The tiny Hebridean island of Raasay is set to produce 150,000 bottles a year of its own brand of whisky with the opening of Scotland’s newest distillery in 2017.
The multi-million pound development will create employment for 11 of the 120 residents if it gets the go-ahead. A planning application for the distillery is to be submitted to Highland Council by Edinburgh-based R&B Distillers in September.
They are awaiting the results of a protected species study for bats, otters and the Raasay vole.
The creation of a distillery, a state-of-the-art visitor experience centre and luxury accommodation – which will include the restoration of the island’s currently derelict Victorian hotel, Borodale House – will put Raasay on the map for whisky lovers around the globe, it is hoped. Driven by a desire to make “handcrafted whiskies of uncommon provenance”, R&B Distillers hope to release the first batch of Raasay whisky by 2020 and produce up to 150,000 bottles of whisky a year thereafter.
Bill Dobbie, a Scots entrepreneur and co-founder of online dating site Cupid, and business partner Alasdair Day, who currently produces Tweeddale whisky, founded R&B Distillers in 2014.
Mr Day, the managing director, said: “It’s incredible to think that there are still areas of Scotland completely ‘forgotten’ by whisky. The Isle of Raasay is one of those unique locations and is the perfect home for R&B Distillers to handcraft whiskies of uncommon provenance.
“There are parts of Scotland ‘forgotten’ by whisky”Alasdair Day
“We’re now working hard to engineer a whisky destination unlike any other. From the magnificent views over to Skye, to experiencing craft distilling first-hand, we can’t wait for visitors to discover our whiskies, the island and the community here on Raasay.” Around 12,000 people are expected to visit the Raasay distillery in its first year, where tourists and whisky enthusiasts alike can witness the craft distilling process.
A private tasting room and public café bar will offer uninterrupted views of the Cuillin mountain range, while five luxury en-suite rooms in the restored Borodale House will be exclusively available to members of the Distillery’s Na Tùsairean club – Gaelic for “The Pioneers”.
The first batch of Raasay whisky is forecast to be ready in five years and is expected to be a three-year-old single malt with a lightly peated profile.
Meanwhile, in September this year, R&B Distillers is set to release “Raasay While We Wait”. Blended from two Highland whiskies from one distillery, it is hoped the whisky will be representative of the Raasay single malt.

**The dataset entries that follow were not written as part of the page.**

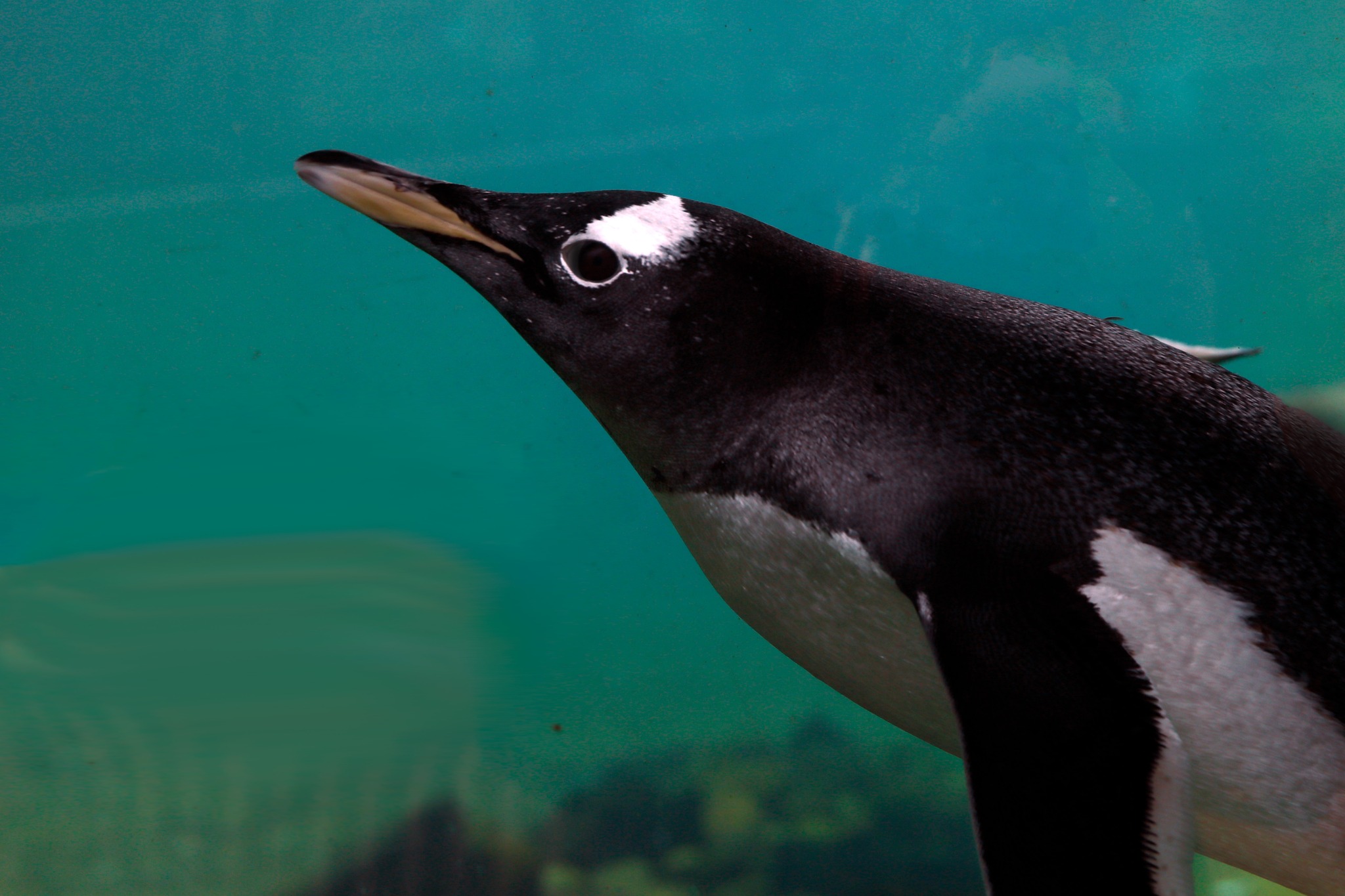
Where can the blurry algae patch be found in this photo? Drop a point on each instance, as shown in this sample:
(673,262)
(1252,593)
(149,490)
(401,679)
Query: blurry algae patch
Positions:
(223,717)
(818,816)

The property the entrepreneurs wish to use was built as a detached villa in the 1870s and sits above the main road from the pier to Inverarish.
In a feasibility report, Olli Blair, of ABIR Architects, who are spearheading the project, said: “The Raasay distillery will be a sister facility to a separate distillery in Walkerburn in the Borders.
“The Walkerburn facility will house the grist mill, and malted barley will be milled there and transported in one-tonne bags to Raasay. The Raasay distillery is to be seen as ‘a leading distiller of niche whiskies’ with batch production and whisky bar selling an extensive range of batch whiskies.”
The visitor centre would highlight the history and geology of the island.